Comme il apparaît dans les journaux intimes de Joe Nivison, il y a eu des épisodes de mauvais traitements. En outre, Hopper n’a cessé de la mépriser en tant qu’artiste pour qu’elle ne poursuive pas sa carrière. Il ne la voulait que pour lui et elle ne le voulait aussi que pour elle. Tous deux ont créé une atmosphère étouffante et étrange, que l’on retrouve également dans plusieurs toiles et dessins.

Le peintre des seuils

Le philosophe Alain de Botton a dit un jour qu’Edward Hopper était le peintre des seuils. Il s’est spécialisé sans le savoir dans cet art où les personnages sont contenus dans des scénarios de transit : une gare, un bar, une station-service, une chambre d’hôtel, un bureau… Ce sont des scénarios urbains où les gens se diluent dans l’attente, dans ce regard introspectif qui se languit peut-être de quelque chose qui ne reviendra pas.
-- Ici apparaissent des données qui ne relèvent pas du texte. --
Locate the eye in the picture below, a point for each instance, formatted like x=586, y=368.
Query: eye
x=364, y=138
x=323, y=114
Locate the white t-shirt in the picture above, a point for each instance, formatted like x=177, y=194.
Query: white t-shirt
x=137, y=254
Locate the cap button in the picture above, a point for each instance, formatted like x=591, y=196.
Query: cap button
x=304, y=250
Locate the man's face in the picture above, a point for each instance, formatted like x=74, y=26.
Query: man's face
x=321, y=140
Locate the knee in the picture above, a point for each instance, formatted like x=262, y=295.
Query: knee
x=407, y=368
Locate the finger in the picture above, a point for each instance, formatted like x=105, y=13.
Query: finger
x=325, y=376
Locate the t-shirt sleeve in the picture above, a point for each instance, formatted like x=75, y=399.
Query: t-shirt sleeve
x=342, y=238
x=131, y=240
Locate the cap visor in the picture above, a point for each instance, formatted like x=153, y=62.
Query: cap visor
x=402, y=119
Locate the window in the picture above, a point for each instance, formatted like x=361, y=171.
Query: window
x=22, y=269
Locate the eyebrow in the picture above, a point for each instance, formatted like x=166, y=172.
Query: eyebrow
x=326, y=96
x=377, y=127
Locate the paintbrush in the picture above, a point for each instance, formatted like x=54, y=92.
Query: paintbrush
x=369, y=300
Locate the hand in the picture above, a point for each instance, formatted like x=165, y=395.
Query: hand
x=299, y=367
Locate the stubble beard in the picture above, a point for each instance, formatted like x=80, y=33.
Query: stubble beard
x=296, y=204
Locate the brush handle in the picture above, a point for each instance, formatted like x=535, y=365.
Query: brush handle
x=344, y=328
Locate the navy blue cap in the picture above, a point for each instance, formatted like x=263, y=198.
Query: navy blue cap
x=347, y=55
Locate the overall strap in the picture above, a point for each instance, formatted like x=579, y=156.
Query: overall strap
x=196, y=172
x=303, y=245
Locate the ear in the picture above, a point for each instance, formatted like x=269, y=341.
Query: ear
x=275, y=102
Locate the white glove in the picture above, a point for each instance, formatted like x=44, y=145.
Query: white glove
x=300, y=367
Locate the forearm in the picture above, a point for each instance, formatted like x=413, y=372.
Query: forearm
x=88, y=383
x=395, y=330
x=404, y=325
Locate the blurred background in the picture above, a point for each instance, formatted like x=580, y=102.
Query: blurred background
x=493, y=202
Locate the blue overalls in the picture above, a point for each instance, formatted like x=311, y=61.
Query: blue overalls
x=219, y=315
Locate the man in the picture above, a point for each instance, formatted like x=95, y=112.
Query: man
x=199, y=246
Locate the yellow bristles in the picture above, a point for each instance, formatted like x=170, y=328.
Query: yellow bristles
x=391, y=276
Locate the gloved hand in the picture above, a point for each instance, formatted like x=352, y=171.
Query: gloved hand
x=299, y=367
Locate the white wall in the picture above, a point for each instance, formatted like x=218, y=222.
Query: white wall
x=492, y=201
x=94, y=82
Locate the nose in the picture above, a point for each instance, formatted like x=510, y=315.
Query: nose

Hopper voulait laisser dans son art l’essence introspective d’une époque. Lui-même était un amoureux de la solitude, de cette retraite volontaire construite avec sa femme, où elle servait de pont avec le monde extérieur. C’est Joe Nivinson qui franchissait les seuils pour parler à la presse, c’est elle qui organisait les ventes ou les expositions et c’est elle qui lui a servi de muse tout au long de sa vie.

La richesse narrative et ambiguë des peintures de Hopper est déjà intemporelle. Il attire toujours, il déstabilise toujours. L’architecture, les gratte-ciels, les chambres d’hôtel, ces femmes et leurs vêtements, ces hommes qui tournent le dos et même les tables vides, configurent une ambiance très spécifique qui perdure et attire toujours : celle de la solitude et de l’attente éternelle.